The other occasion in Southern Norway we had filled up in an unattended fuel station. In an increasing wind and sea near its Southern tip, Cape Lindesnes (locally called Norwegian Cape Horn) the headsail tore and jammed. It could neither be used nor lowered and replaced. We all know the misery of going up the mast at sea, but this was not the place. I remembered having a beer in Sweden with the skipper of the Lysekil lifeboat who, after attending a tragedy, was counseling a new young crew member. It was sobering. He advised not to take chances in those waters, “Ask for a tow if sailing is difficult”.

Although not in any danger, but unable to sail close to wind without a headsail, near a complicated coast in a considerable sea we called up on channel 16 for advice and in a very matter of fact unquestioning manner were told that a tow would be arranged. We expected a small boat - fishing boat or water taxi, but got the Farsund lifeboat. Sailing teaches humility: we were mortified and apologised for bothering a serious rescue facility, but were reassured that we did the right thing, “better than a real rescue”. They assigned their engineer to inspect our tank finding that it contained a substantial amount of water. It was drained, the system bled and soon we were underway. I wasn’t charged. To quote, “It was Norwegian fuel”! The Norwegian Lifeboat Service received a sizable donation plus our stock of Midleton irish whiskey.

Now, the point of this story is to mention the rescue systems in Scandinavia. Norway and Sweden have first class organisations very much like the Royal National Lifeboat Service in Britain. Non-governmental with a mix of voluntary and professional crew, they rely on the support of voluntary donations and membership subscriptions.

The Norwegian service membership costs 995 Norwegian Kroner a year and this entitles one to 4 rescues a year with a maximum of three hours per incident! That should cover most needs. Some lifeboat stations also have the use of a diver and advice is freely given. Further information may be found on their website (use link below).

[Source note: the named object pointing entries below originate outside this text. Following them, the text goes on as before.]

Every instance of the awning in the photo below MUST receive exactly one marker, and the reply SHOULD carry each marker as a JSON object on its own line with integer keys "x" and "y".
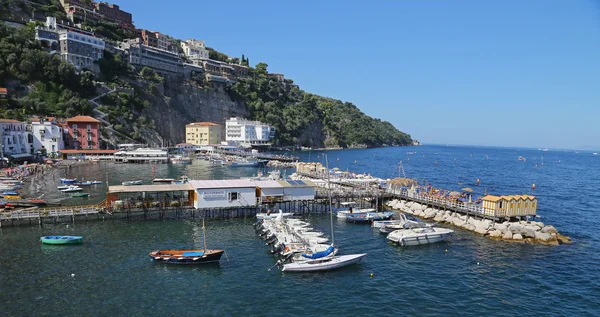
{"x": 20, "y": 156}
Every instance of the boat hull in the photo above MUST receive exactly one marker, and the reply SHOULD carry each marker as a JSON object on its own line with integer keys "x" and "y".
{"x": 61, "y": 239}
{"x": 187, "y": 257}
{"x": 330, "y": 263}
{"x": 405, "y": 237}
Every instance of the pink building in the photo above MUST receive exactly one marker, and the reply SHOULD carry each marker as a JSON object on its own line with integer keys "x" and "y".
{"x": 81, "y": 132}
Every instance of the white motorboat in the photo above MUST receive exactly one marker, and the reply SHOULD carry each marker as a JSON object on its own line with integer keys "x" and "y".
{"x": 419, "y": 236}
{"x": 71, "y": 189}
{"x": 131, "y": 183}
{"x": 327, "y": 263}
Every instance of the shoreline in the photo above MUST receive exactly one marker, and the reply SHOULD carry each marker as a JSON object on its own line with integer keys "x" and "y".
{"x": 534, "y": 232}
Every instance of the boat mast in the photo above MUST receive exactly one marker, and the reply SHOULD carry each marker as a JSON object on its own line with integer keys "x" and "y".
{"x": 204, "y": 234}
{"x": 329, "y": 193}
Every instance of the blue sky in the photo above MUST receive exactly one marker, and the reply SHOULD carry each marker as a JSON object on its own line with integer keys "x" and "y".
{"x": 506, "y": 73}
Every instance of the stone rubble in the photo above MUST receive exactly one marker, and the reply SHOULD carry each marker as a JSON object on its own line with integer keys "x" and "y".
{"x": 521, "y": 231}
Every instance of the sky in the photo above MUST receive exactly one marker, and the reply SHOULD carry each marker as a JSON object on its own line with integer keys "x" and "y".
{"x": 501, "y": 73}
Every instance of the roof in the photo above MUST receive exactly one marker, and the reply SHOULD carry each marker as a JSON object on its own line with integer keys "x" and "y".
{"x": 82, "y": 119}
{"x": 88, "y": 151}
{"x": 203, "y": 124}
{"x": 149, "y": 188}
{"x": 492, "y": 198}
{"x": 222, "y": 183}
{"x": 296, "y": 183}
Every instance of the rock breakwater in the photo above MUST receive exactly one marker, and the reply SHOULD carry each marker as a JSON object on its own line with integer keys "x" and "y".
{"x": 513, "y": 231}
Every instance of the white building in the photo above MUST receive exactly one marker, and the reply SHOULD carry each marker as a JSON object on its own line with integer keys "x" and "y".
{"x": 195, "y": 50}
{"x": 247, "y": 133}
{"x": 47, "y": 135}
{"x": 224, "y": 193}
{"x": 79, "y": 47}
{"x": 15, "y": 139}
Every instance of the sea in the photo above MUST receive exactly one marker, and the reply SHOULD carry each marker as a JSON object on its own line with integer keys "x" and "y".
{"x": 111, "y": 274}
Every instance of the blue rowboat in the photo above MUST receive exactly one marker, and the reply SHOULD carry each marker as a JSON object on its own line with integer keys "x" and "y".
{"x": 61, "y": 239}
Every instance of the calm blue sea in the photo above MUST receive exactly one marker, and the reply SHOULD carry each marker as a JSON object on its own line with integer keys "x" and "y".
{"x": 468, "y": 275}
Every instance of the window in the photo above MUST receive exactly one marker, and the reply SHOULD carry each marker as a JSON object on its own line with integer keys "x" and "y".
{"x": 234, "y": 196}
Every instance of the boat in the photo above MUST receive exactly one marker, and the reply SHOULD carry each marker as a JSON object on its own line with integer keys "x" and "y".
{"x": 61, "y": 239}
{"x": 163, "y": 180}
{"x": 68, "y": 180}
{"x": 419, "y": 236}
{"x": 181, "y": 160}
{"x": 350, "y": 207}
{"x": 131, "y": 183}
{"x": 72, "y": 189}
{"x": 327, "y": 259}
{"x": 188, "y": 256}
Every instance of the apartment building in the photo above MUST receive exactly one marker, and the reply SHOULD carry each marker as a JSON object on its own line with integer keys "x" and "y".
{"x": 203, "y": 133}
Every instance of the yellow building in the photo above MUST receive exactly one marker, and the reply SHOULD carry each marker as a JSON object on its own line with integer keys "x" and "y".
{"x": 203, "y": 133}
{"x": 510, "y": 206}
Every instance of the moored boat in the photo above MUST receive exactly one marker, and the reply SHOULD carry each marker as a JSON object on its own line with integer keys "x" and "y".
{"x": 62, "y": 239}
{"x": 131, "y": 183}
{"x": 419, "y": 236}
{"x": 187, "y": 256}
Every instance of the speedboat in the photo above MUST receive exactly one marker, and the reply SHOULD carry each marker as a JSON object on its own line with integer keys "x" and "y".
{"x": 131, "y": 183}
{"x": 419, "y": 236}
{"x": 323, "y": 264}
{"x": 61, "y": 239}
{"x": 71, "y": 189}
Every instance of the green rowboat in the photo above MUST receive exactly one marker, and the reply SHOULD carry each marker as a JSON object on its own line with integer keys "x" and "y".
{"x": 62, "y": 239}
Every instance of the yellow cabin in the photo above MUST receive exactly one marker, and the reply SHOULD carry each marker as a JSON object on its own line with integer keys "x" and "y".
{"x": 509, "y": 206}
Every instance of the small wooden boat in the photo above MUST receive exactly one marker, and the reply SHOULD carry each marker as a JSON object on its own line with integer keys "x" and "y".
{"x": 62, "y": 239}
{"x": 187, "y": 256}
{"x": 131, "y": 183}
{"x": 71, "y": 189}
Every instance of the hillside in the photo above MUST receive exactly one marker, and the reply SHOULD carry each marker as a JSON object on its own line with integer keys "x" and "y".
{"x": 148, "y": 108}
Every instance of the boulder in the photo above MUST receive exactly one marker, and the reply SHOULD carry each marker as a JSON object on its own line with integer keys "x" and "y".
{"x": 482, "y": 231}
{"x": 496, "y": 234}
{"x": 549, "y": 229}
{"x": 542, "y": 236}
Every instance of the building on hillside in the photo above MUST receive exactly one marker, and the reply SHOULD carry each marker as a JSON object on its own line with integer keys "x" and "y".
{"x": 76, "y": 14}
{"x": 278, "y": 77}
{"x": 81, "y": 132}
{"x": 79, "y": 47}
{"x": 246, "y": 133}
{"x": 203, "y": 133}
{"x": 113, "y": 13}
{"x": 195, "y": 50}
{"x": 186, "y": 147}
{"x": 16, "y": 140}
{"x": 47, "y": 136}
{"x": 140, "y": 55}
{"x": 510, "y": 206}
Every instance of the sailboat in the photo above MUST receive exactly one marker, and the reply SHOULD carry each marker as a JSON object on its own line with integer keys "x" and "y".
{"x": 327, "y": 262}
{"x": 188, "y": 256}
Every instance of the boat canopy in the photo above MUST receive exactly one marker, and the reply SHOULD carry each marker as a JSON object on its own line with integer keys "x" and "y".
{"x": 320, "y": 254}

The Swedish system is very similar. The membership fee for the Swedish lifeboat service is 800 Swedish Kroner or better still 500 if one is over 65.

It is interesting to note that there is reciprocity between the Scandinavian systems so one needs only to join the one in the area most visited. May I encourage members cruising these areas to support whichever service is relevant. They also offer local advice and our experience of that encounter in Norway speaks for itself. Interestingly, I am told that the fuel problem is such that in busy areas of Sweden if there is no emergency, the lifeboat might not come out but instead a commercial tow, for which one pays, would be organized.
VHF channel 16 is monitored continually throughout the Swedish coastline as well as in Lakes Vänern, Vättern and Mälaren. Calls can also be made using DSC at the number 002653000. There is a special SAR operating channel, either 67 or 74, depending on your location in Sweden.

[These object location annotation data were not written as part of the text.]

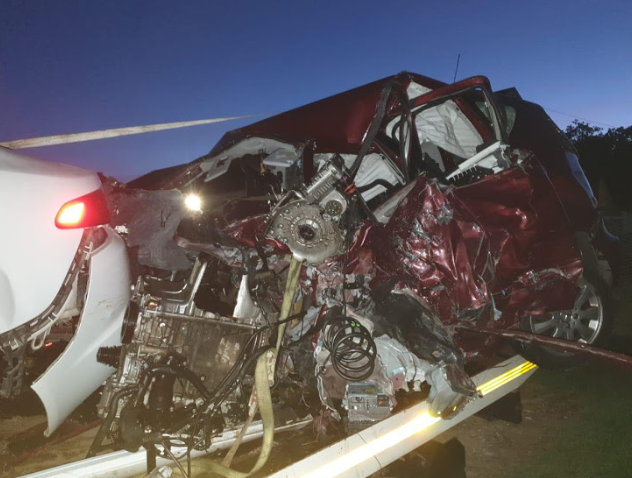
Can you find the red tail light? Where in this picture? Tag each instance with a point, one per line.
(86, 211)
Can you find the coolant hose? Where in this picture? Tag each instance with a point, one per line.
(264, 377)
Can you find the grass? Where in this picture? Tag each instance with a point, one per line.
(598, 441)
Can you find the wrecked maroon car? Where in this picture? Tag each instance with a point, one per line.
(370, 242)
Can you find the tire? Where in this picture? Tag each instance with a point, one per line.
(589, 322)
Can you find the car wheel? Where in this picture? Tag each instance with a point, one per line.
(588, 322)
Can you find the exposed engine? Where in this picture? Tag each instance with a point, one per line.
(191, 339)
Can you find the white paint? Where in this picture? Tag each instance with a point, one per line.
(76, 373)
(107, 133)
(34, 255)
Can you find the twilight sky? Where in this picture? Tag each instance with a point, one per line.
(71, 66)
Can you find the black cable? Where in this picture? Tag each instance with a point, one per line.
(352, 349)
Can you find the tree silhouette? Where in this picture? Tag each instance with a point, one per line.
(606, 159)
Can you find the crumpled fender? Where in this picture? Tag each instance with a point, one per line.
(76, 373)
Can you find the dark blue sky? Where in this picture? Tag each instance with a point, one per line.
(72, 66)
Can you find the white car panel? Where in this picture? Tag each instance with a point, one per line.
(34, 254)
(76, 373)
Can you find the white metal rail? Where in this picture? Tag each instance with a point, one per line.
(357, 456)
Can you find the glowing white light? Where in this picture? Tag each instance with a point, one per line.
(193, 202)
(421, 422)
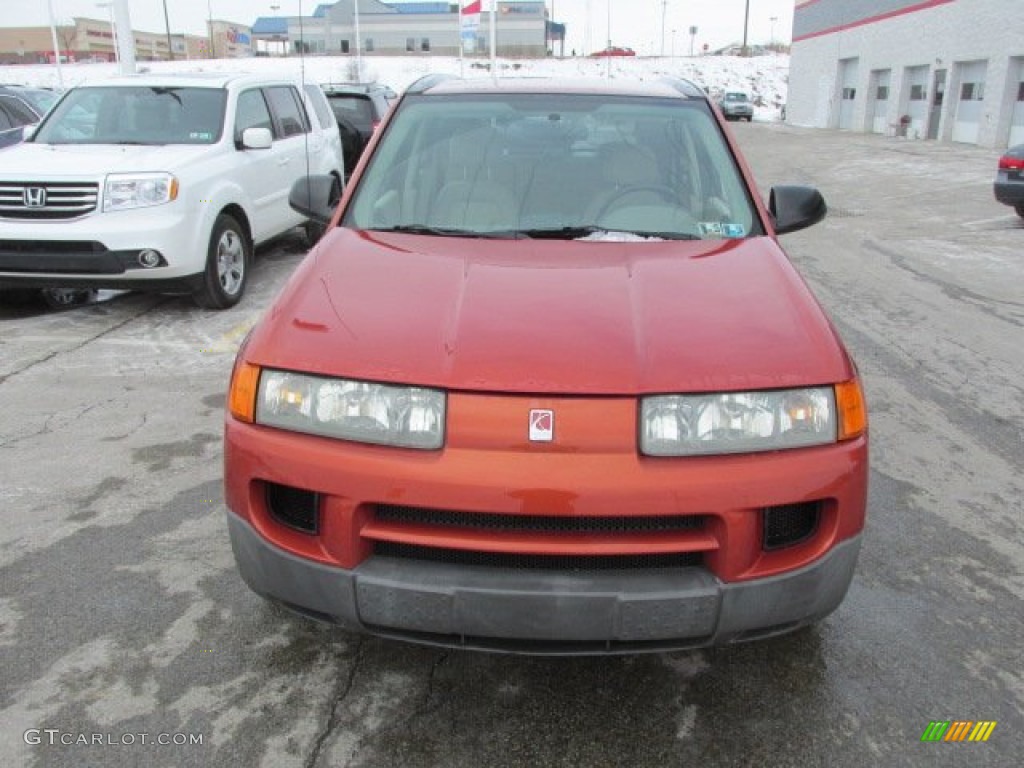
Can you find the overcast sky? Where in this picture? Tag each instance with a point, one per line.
(637, 24)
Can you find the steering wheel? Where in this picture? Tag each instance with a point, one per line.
(665, 193)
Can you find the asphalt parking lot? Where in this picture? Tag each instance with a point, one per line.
(124, 625)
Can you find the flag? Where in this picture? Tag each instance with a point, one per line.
(470, 25)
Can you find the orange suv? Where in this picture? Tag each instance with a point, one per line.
(549, 384)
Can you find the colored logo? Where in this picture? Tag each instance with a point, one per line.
(542, 425)
(958, 730)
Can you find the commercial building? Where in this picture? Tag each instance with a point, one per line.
(95, 40)
(396, 29)
(946, 70)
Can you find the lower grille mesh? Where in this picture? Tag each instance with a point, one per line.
(537, 562)
(537, 523)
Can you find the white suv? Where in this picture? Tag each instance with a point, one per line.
(161, 183)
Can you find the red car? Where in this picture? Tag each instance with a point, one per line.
(614, 50)
(549, 384)
(1009, 185)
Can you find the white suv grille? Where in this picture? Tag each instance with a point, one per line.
(47, 200)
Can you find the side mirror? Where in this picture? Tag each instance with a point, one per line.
(311, 196)
(796, 208)
(257, 138)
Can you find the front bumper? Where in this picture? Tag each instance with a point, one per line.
(101, 249)
(1009, 192)
(551, 612)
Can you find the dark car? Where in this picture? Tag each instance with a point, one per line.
(736, 105)
(549, 383)
(613, 50)
(358, 108)
(20, 107)
(1010, 179)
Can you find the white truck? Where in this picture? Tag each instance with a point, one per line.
(160, 182)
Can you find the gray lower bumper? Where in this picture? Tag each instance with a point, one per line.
(544, 612)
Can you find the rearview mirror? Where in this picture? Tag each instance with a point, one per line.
(311, 196)
(795, 208)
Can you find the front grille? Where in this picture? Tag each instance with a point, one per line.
(296, 508)
(537, 562)
(790, 524)
(49, 247)
(47, 200)
(537, 523)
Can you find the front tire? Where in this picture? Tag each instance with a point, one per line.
(227, 262)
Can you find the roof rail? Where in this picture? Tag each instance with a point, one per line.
(428, 81)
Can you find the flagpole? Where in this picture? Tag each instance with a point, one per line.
(494, 38)
(56, 44)
(358, 45)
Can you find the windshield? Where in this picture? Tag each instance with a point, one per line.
(39, 98)
(562, 166)
(136, 115)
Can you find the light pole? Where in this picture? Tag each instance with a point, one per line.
(114, 29)
(665, 5)
(167, 26)
(209, 22)
(56, 45)
(747, 18)
(274, 8)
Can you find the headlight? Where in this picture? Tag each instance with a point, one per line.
(736, 422)
(410, 417)
(138, 190)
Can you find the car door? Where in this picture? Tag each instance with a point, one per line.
(292, 137)
(266, 175)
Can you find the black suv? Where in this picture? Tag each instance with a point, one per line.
(358, 108)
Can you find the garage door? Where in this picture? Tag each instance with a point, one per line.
(970, 101)
(880, 121)
(1017, 119)
(848, 92)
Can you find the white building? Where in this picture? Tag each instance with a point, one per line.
(396, 28)
(947, 70)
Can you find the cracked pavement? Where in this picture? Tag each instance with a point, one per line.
(122, 614)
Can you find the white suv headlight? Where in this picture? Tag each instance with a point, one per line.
(737, 422)
(409, 417)
(124, 190)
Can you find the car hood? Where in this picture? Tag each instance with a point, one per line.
(543, 316)
(89, 161)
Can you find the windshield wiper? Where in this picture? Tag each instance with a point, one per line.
(576, 232)
(560, 232)
(444, 231)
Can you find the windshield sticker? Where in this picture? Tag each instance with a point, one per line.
(721, 229)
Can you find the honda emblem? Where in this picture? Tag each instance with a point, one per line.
(542, 425)
(35, 197)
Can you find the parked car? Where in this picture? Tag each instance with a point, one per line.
(22, 107)
(549, 384)
(358, 109)
(1010, 179)
(614, 50)
(160, 182)
(736, 105)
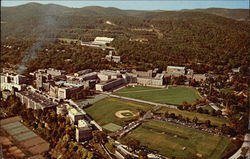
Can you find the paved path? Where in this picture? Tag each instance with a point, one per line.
(246, 143)
(143, 101)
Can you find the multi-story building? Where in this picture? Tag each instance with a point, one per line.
(176, 70)
(11, 81)
(54, 72)
(143, 73)
(105, 75)
(110, 84)
(83, 72)
(102, 41)
(35, 100)
(152, 81)
(83, 131)
(75, 114)
(64, 90)
(113, 58)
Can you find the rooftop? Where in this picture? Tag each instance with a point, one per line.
(39, 98)
(73, 110)
(82, 123)
(177, 67)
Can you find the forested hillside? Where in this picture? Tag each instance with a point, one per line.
(201, 39)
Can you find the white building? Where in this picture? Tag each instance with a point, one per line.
(10, 81)
(83, 131)
(176, 70)
(110, 84)
(102, 41)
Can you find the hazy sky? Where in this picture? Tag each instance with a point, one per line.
(143, 5)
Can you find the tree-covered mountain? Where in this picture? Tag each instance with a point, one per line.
(196, 38)
(238, 14)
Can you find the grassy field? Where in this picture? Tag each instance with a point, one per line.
(104, 111)
(112, 127)
(171, 140)
(202, 117)
(172, 95)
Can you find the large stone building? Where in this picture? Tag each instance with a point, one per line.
(75, 114)
(151, 81)
(105, 75)
(64, 90)
(87, 80)
(176, 70)
(110, 57)
(83, 72)
(11, 81)
(102, 41)
(35, 100)
(83, 131)
(110, 84)
(147, 78)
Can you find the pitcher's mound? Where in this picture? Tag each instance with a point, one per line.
(125, 114)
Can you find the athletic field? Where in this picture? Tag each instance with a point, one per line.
(181, 142)
(171, 95)
(202, 117)
(104, 111)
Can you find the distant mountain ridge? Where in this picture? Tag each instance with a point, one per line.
(48, 9)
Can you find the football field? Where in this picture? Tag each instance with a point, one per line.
(170, 95)
(177, 141)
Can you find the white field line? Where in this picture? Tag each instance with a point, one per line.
(143, 90)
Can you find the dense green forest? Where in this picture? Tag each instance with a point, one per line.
(205, 40)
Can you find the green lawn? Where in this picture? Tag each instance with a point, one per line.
(104, 111)
(112, 127)
(170, 139)
(202, 117)
(172, 95)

The rescue system in Finland is different but efficient. There is a voluntary organization, but 70% of the rescue facilities are handled by coastguards who provide services free of charge.

All the Scandinavian services will give medical advice.

I know little of Russian facilities which are probably military based, but anecdotally have heard that the Finnish coastguards have an unwritten agreement to enter Russian waters a short distance in emergencies.

What do we ourselves do about the fuel situation? As much as possible, we strain diesel going in and have followed a local principle of installing a small hand pump which aspirates the bottom of the tank. Chastened, I now obsessively pull off a jar full every week just to inspect and sleep easier.

Calm seas and prosperous voyages everyone and to all those in Scandinavian waters, we look forward to meeting soon.